COMPLEX PLAN

ebm and greg want your holiday.

 

 

 

okay. so greg and I are always pretty much without funds. I only work one day a week. greg doesn't work at all. it doesn't particularly bother either of us. we did a lot of math equations and came up with this.

 

 

 

So anyway, the point is- we need money for this bosefus holiday that Frank McCourt hates. We feel that by getting really drunk and peeing ourselves, we're making other people look good as they will not be acting as out-of-control and stupid. Thereby, it is a public service. And everybody knows, people LOVE giving money to public services. Just look at UNICEF. Sure, we're not starving in a third world country but Canada's government-funded igloos are melting and soon I will be out of a home.

 

 

 

 

 

 

<---this kid is greg

 

 

 

 

<---this kid is Irish.

 

 

 

WHO'S THE BITCH NOW?!!?

 

 

IDEA #1: put jar in the lobby of my residence. people like kooky straight-forward stuff. telling them that we need money for alcohol just might work.

 

 

IDEA #2: ebm will do a highland fling for you for $3 or a beer, depending how much of a cheapskate you are. sure, this may be a SCOTTISH dance but...they kick the pants off the Irish folk anyday. Do you think Robbie Burns would dye a fucking haggis green and then pontificate about it for an hour? i didn't think so.

 

IDEA #3: Gullible college kids. plenty of U of T hockey playing types will be out in full force tomorrow as they feel it is their civic duty to do so. people like this either want to become ministers in the church of ebm and greg, or they want to beat us up. if it is the former, they can be ordained for the price of 2 Carlsbergs.

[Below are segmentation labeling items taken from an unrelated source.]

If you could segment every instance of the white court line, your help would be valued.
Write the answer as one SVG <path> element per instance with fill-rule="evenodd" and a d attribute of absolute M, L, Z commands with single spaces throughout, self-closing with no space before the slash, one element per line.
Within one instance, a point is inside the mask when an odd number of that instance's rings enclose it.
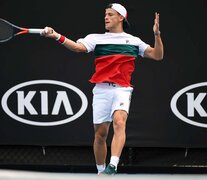
<path fill-rule="evenodd" d="M 86 173 L 0 170 L 0 180 L 206 180 L 207 174 L 117 174 L 103 177 Z"/>

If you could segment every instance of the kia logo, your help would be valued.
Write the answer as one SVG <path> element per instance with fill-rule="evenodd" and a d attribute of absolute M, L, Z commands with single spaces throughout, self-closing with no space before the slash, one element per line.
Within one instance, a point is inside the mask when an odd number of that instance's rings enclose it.
<path fill-rule="evenodd" d="M 2 97 L 2 108 L 14 120 L 34 126 L 56 126 L 78 119 L 87 109 L 85 94 L 54 80 L 18 84 Z"/>
<path fill-rule="evenodd" d="M 182 121 L 207 128 L 207 82 L 201 82 L 187 86 L 178 91 L 171 100 L 173 113 Z M 178 110 L 178 101 L 185 99 L 185 113 Z M 185 114 L 186 116 L 184 116 Z"/>

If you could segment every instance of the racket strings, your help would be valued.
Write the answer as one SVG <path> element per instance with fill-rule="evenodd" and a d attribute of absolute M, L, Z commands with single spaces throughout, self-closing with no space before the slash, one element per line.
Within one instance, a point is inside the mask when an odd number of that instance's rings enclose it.
<path fill-rule="evenodd" d="M 11 39 L 14 35 L 14 29 L 4 21 L 0 21 L 0 41 Z"/>

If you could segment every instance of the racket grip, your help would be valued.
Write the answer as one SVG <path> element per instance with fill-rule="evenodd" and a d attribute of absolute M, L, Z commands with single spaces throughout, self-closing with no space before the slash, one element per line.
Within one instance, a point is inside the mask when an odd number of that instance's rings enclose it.
<path fill-rule="evenodd" d="M 42 34 L 44 30 L 45 29 L 28 29 L 29 33 L 33 33 L 33 34 Z"/>

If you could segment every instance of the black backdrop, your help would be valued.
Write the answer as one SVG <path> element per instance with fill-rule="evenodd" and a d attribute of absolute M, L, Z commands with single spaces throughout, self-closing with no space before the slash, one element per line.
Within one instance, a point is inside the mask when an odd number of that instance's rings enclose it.
<path fill-rule="evenodd" d="M 77 40 L 89 33 L 104 32 L 104 8 L 111 1 L 66 1 L 58 3 L 36 0 L 1 0 L 0 17 L 16 25 L 44 28 L 52 26 L 68 38 Z M 198 1 L 117 1 L 128 9 L 130 33 L 153 46 L 154 13 L 160 13 L 160 28 L 165 47 L 162 62 L 138 58 L 133 74 L 134 93 L 127 122 L 127 146 L 134 147 L 207 147 L 207 71 L 206 71 L 206 3 Z M 91 145 L 93 141 L 91 90 L 88 82 L 94 72 L 93 54 L 75 54 L 57 42 L 37 35 L 15 37 L 0 44 L 0 97 L 12 87 L 25 82 L 53 80 L 73 85 L 87 98 L 86 111 L 74 121 L 61 125 L 41 126 L 22 123 L 0 108 L 0 144 L 7 145 Z M 191 104 L 186 94 L 177 101 L 178 110 L 190 119 L 183 121 L 171 107 L 171 100 L 181 89 L 204 82 L 188 90 L 194 96 Z M 31 115 L 25 108 L 23 119 L 58 121 L 65 118 L 64 106 L 51 115 L 55 93 L 67 93 L 74 114 L 81 106 L 76 92 L 52 84 L 24 86 L 18 91 L 25 96 L 36 94 L 29 103 L 38 111 Z M 49 96 L 49 114 L 40 113 L 40 91 Z M 10 91 L 9 91 L 10 92 Z M 202 97 L 201 97 L 202 96 Z M 36 98 L 36 99 L 35 99 Z M 196 98 L 197 101 L 196 101 Z M 52 100 L 51 100 L 52 99 Z M 17 92 L 7 99 L 7 105 L 17 114 Z M 194 103 L 192 105 L 192 103 Z M 197 104 L 196 104 L 197 103 Z M 175 106 L 174 106 L 175 107 Z M 193 107 L 194 115 L 187 112 Z M 200 110 L 199 110 L 200 109 Z M 203 110 L 203 114 L 201 114 Z M 200 122 L 196 125 L 191 122 Z"/>

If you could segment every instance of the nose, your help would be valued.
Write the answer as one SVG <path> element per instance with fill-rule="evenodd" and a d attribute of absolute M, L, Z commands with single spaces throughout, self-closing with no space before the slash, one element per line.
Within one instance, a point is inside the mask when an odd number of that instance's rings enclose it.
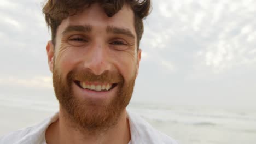
<path fill-rule="evenodd" d="M 110 70 L 108 55 L 104 45 L 94 44 L 89 48 L 84 61 L 85 68 L 90 69 L 95 75 L 101 75 L 105 71 Z"/>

IDEA #4: Recently, all these quasi-homosexual males have been telling greg he's hot and taking pictures of him at clubs and shit. i say, you're a ho that's not getting PAID! Pictures of greg will now cost $10 or a Guinness for each of us. Boys who want to make out with ebm in dirty bathrooms best be prepared to PAY MA BILLS (telephone bills, automo-bills, etc)

here we have a lovely picture of greg face down on the pavement!

 

If you're still not convinced about just how pathetic/awesome we are, you are urged to email this person: Prime Minister of Canada.

Contributions for next St. Patrick's Day are already being accepted by mail (for you out-of-towners). If you live in the Greater Toronto Area, however, you are obligated to give us our money in person, sometime on Friday, March 17th. (Preferably early rather than late in the game, you know?)

YOU WANT TO GIVE US MONEY. I can't stress this enough.

What will your money buy? Well, literally, beer- and the occasional pack of smokes when we run out but you get to hang out with us and be privy to our beer-induced antics. DOES THE FUN EVER STOP????